REPUBLIKA.CO.ID, Usia laki-laki ini sudah tidak muda lagi. Kerut di wajahnya semakin banyak dari hari ke hari. Matanya pun sudah tak mampu melihat benda yang jauh maupun dekat. Ada noda putih di bola matanya yang hitam.
Edi Supriyadi, itulah nama yang diberikan orangtua laki-laki baya ini. Kini usianya menginjak 73 tahun. Usia yang seharusnya dipakai untuk beristirahat menikmati hari tua bersama keluarga. Banyak orang yang beranggapan, semakin tua usia maka tubuh pun semakin tak kuat. Namun tidak bagi laki-laki yang berasal dari Garut ini.
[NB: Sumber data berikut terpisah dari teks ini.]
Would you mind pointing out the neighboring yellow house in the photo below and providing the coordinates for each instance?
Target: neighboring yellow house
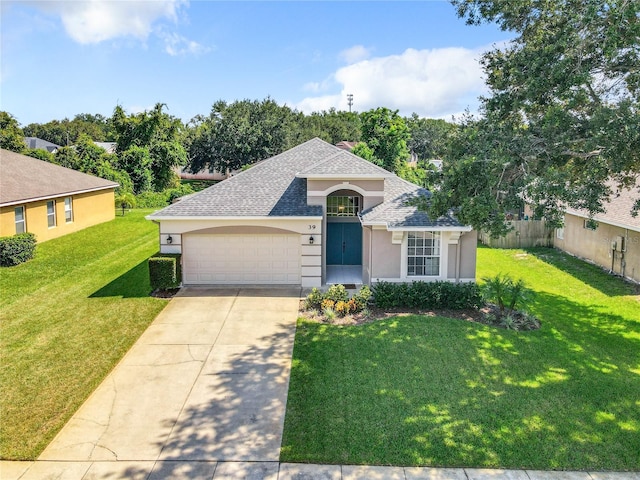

Mamang Edi—nama panggilannya—terus bekerja sampai hari ini. Pekerjaannya sangat menguras tenaga. Apalagi mengingat usianya sudah sangat baya itu. Mang Edi harus berjalan hingga puluhan kilometer demi menjajakan dagangannya. Ia harus menjual somay demi menyambung hidup. Laki-laki yang tubuhnya sudah rapuh ini harus memikul dagangannya seberat puluhan kilogram itu sepanjang hari.
“Mamang mah berangkat dagang dari jam enam pagi,” kata laki-laki yang menggunakan topi hitam ini.
Jika dagangannya laris, sekitar pukul tiga sore ia sudah kembali ke kontrakannya. Namun, jika pembelinya sepi ia harus menjual somay hingga maghrib. Mang Edi sebenarnya ingin memiliki rumah di tempat perantauannya ini, Tangerang Selatan. Namun karena ketidakadaan biaya membuatnya urung untuk membeli atau membangun rumah.
Laki-laki yang memiliki enam anak ini tinggal di sebuah kontrakan kecil. Biaya yang dikeluarkannya untuk membiayai kontrakan sekitar Rp 500 ribu per bulan. Biaya yang cukup mahal baginya. Mang Edi menceritakan, dia hanya memperoleh untung Rp 150 ribu dari dagangannya. Sedangkan modal yang dikeluarkan untuk membuat somay sekitar Rp 200 ribu.
Uang yang Mang Edi peroleh setiap hari ini, harus bisa ia bagi-bagi dengan kebutuhannya yang cukup banyak. Dari biaya kontrakan, modal membuat somay, uang makan dalam sehari. Selain itu, ia juga harus mengirim uang untuk keluarganya yang berada di kampung halaman.